Description, by contrast, is almost stream of consciousness. This excerpt follows immediately from the passage quoted above:
Floating icebergs below. The roughly furrowed sea. They know there will be no turning back. It is all mathematics now. To convert the fuel into time and distance. To set the throttle for the optimum burn. To know the angles and the edges, and the spaces in between.
Brown wipes the moisture from his goggles, reaches into the wooden compartment behind his head, grabs the sandwiches, unwraps the waxed paper. He passes one to Alcock who keeps one gloved hand on the yoke. It is one of the many things that brings a smile to Alcock’s lips: how extraordinary it is to be munching on a ham-and-butter sandwich put together by a young woman in a St. John’s hotel more than a thousand feet below. The sandwich is made more delicious by how far they have already come. Wheat bread, fresh ham, a light mustard mixed in with the butter.
Despite the awards, Let The Great World Spin provoked a mixed response from readers and I am sure Transatlantic will as well. On the one hand, McCann likes the “grand” — a grand city in the former case, grand global events in this one. But his real passion in both books is ordinary people and the way they form part of that “grand” scheme — if that scheme represents the impressive oak tree towering above the ground (more than 150 years old in this novel), those characters are part of the essential ball of roots that sustains and grows it.

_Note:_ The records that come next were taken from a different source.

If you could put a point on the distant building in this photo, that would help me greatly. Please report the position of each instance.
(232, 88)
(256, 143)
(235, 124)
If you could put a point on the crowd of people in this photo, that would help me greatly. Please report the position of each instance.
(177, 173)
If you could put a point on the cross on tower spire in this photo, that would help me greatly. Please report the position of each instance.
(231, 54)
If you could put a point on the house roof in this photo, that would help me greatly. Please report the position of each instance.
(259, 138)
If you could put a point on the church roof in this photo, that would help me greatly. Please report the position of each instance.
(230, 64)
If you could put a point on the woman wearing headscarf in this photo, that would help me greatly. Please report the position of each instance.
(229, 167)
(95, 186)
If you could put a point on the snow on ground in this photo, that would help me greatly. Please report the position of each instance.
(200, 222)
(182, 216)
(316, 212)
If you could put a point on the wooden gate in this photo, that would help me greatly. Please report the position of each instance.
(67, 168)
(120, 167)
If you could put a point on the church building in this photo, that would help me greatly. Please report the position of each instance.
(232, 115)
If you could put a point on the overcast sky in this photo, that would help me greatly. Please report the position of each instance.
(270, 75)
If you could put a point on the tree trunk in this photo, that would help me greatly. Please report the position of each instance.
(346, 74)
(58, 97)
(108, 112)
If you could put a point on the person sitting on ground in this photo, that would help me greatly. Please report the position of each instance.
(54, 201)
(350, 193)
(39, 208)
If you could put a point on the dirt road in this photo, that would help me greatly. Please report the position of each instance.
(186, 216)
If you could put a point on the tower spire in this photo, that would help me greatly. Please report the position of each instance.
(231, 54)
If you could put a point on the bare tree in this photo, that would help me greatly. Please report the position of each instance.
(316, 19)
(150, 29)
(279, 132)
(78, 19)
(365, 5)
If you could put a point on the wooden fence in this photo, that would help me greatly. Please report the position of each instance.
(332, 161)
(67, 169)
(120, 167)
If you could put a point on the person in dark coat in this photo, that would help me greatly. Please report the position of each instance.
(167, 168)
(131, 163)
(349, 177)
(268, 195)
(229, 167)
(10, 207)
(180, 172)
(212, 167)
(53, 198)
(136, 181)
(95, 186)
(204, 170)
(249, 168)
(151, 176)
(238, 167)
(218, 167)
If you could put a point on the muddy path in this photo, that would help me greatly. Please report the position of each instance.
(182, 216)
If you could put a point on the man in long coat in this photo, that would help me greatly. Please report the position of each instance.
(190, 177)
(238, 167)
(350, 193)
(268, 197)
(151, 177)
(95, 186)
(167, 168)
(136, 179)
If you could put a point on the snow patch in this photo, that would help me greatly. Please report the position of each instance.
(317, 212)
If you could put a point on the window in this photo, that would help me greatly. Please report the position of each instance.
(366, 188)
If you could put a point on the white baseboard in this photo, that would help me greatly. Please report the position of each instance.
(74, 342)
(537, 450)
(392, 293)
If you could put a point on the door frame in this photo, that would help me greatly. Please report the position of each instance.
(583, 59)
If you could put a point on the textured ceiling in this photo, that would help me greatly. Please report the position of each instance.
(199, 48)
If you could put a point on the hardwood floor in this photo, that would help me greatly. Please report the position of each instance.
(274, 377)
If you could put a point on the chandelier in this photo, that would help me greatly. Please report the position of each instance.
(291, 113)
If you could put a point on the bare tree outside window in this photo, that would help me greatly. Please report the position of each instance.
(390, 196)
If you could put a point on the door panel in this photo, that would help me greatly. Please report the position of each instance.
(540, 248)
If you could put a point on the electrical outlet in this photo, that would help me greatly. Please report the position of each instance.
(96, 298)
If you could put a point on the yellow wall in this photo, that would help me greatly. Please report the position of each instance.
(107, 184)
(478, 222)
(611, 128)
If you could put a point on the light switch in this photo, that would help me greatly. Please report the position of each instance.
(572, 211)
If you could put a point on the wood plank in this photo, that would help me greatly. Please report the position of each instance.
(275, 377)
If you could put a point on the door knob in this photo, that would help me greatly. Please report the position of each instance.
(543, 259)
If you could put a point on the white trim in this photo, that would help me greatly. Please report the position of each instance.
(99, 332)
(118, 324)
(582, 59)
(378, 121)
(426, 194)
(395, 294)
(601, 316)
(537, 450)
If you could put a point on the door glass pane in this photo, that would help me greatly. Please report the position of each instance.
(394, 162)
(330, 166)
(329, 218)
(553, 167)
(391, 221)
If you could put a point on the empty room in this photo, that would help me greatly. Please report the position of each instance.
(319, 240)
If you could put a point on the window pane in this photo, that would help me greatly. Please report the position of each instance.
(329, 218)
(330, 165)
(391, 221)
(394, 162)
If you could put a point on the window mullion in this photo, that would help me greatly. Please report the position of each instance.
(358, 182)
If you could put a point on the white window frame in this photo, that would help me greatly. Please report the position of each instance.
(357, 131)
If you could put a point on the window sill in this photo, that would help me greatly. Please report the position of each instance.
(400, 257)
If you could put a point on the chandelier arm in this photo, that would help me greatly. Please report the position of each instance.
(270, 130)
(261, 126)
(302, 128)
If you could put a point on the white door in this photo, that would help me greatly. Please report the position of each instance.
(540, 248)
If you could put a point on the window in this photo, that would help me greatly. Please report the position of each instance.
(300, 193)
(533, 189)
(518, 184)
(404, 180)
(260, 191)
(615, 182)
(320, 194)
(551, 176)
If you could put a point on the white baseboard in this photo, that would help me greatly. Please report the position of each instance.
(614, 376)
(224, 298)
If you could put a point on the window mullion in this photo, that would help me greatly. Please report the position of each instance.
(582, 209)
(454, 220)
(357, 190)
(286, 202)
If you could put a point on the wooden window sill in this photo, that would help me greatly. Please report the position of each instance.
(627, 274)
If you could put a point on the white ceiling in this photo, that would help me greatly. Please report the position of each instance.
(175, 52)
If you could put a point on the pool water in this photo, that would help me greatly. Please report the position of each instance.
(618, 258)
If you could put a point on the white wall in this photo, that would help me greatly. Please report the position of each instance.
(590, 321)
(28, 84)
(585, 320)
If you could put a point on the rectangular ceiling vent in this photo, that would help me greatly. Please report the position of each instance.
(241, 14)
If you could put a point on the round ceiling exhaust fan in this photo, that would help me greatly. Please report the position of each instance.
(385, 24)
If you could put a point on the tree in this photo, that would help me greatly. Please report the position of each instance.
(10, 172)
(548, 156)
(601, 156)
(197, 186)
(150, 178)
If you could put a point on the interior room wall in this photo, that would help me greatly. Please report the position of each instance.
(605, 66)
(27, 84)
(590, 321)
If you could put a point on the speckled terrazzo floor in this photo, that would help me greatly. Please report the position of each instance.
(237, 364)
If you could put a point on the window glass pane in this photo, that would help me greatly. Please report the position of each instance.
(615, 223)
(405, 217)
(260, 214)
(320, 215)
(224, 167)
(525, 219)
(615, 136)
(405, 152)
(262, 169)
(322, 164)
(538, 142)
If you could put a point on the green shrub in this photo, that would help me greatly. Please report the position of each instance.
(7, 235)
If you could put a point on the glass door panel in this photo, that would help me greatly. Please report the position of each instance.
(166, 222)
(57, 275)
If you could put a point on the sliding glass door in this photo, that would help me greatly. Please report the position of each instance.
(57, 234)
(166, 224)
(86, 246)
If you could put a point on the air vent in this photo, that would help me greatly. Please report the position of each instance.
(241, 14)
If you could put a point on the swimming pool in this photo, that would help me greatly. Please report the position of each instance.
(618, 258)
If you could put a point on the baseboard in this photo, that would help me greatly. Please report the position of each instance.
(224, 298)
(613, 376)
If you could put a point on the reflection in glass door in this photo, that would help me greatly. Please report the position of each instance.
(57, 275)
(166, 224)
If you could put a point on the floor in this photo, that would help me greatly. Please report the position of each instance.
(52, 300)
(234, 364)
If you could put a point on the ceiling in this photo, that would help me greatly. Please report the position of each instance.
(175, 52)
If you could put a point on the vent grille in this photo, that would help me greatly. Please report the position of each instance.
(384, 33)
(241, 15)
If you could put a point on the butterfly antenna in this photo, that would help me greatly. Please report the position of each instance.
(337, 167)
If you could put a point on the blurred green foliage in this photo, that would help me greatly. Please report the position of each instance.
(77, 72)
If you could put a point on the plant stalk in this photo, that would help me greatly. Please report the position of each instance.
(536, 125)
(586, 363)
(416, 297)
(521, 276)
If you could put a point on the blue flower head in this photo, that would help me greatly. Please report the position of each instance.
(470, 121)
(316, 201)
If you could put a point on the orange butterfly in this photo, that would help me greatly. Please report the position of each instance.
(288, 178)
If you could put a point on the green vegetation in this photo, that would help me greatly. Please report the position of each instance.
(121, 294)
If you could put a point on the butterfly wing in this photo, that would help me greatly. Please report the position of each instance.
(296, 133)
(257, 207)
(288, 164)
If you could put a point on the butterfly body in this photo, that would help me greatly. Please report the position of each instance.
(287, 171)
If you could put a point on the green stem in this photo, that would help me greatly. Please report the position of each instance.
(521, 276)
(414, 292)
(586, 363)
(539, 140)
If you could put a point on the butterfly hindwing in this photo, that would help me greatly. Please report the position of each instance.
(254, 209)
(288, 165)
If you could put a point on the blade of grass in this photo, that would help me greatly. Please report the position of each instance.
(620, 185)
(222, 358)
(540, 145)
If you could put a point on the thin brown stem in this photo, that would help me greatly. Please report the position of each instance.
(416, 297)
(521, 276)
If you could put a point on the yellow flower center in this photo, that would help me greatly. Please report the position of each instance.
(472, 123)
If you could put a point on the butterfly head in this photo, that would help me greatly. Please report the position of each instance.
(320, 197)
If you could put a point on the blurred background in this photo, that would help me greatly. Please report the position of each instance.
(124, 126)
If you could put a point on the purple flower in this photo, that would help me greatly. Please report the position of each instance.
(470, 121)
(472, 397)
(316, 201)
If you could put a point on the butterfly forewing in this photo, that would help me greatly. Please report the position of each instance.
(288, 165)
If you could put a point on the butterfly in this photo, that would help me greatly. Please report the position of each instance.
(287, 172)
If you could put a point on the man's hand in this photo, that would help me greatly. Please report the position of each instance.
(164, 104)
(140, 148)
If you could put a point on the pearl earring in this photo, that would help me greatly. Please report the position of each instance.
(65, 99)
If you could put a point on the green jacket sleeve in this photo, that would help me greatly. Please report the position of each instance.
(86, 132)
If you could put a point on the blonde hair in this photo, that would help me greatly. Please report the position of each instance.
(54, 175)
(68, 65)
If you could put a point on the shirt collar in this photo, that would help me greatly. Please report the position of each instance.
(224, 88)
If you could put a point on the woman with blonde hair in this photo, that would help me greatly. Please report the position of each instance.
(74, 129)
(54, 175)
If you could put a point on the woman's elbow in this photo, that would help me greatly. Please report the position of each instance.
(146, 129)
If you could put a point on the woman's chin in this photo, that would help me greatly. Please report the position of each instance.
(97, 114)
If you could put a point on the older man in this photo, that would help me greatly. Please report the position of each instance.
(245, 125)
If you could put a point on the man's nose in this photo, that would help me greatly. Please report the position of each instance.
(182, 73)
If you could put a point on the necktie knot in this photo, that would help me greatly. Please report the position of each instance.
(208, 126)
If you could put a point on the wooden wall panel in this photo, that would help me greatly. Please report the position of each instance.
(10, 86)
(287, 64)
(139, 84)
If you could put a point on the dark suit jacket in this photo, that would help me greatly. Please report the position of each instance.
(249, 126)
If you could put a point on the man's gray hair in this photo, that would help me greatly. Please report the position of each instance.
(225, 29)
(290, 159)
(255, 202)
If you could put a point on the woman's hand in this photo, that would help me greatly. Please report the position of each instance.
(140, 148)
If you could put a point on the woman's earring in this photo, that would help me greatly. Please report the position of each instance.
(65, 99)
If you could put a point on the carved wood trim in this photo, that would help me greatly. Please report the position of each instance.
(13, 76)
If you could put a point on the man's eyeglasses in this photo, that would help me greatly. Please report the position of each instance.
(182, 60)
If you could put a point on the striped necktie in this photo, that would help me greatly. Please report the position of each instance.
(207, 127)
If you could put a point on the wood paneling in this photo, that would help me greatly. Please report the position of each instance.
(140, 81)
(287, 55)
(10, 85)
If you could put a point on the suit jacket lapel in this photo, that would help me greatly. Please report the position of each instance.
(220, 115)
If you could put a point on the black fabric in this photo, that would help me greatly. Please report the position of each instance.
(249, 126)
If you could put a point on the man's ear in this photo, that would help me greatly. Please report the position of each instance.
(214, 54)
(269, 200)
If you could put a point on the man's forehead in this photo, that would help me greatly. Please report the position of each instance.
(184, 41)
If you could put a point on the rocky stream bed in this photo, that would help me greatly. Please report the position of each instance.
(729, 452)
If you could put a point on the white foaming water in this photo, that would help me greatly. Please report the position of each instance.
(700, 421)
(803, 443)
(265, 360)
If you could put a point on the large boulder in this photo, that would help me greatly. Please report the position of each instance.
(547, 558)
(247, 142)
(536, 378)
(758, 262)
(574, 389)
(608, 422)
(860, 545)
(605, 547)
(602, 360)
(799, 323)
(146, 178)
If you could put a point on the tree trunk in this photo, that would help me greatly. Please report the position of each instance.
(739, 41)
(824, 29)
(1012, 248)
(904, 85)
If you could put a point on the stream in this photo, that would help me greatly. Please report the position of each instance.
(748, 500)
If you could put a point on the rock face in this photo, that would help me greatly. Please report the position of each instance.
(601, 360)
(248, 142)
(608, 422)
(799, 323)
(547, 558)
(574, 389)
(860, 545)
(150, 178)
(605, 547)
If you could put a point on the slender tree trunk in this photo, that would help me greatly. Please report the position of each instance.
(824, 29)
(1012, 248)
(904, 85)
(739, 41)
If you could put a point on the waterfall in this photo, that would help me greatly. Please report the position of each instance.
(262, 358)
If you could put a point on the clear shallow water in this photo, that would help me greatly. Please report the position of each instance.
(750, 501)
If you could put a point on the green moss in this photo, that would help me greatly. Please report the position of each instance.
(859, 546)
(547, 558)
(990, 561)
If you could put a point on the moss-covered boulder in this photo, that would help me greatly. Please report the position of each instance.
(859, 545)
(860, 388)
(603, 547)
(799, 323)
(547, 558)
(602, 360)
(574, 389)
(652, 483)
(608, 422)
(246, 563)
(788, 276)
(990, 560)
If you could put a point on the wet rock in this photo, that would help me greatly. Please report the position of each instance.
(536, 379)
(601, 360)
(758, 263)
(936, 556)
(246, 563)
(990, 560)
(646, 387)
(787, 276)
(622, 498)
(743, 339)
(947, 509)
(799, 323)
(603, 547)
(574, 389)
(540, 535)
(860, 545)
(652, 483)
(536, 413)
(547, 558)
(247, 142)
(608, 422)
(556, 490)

Some readers (that includes me) take to that approach while others find it frustrating. For me, McCann’s characters — both the grand and not-so-grand ones — are multi-dimensional, their stories both comprehensive and interesting. And I fully support the concept that the tallest, broadest tree needs roots that we don’t ordinarily see but should appreciate. There may be a bookcase full of previous Irish/North American novels but space deserves to be made for this one as well.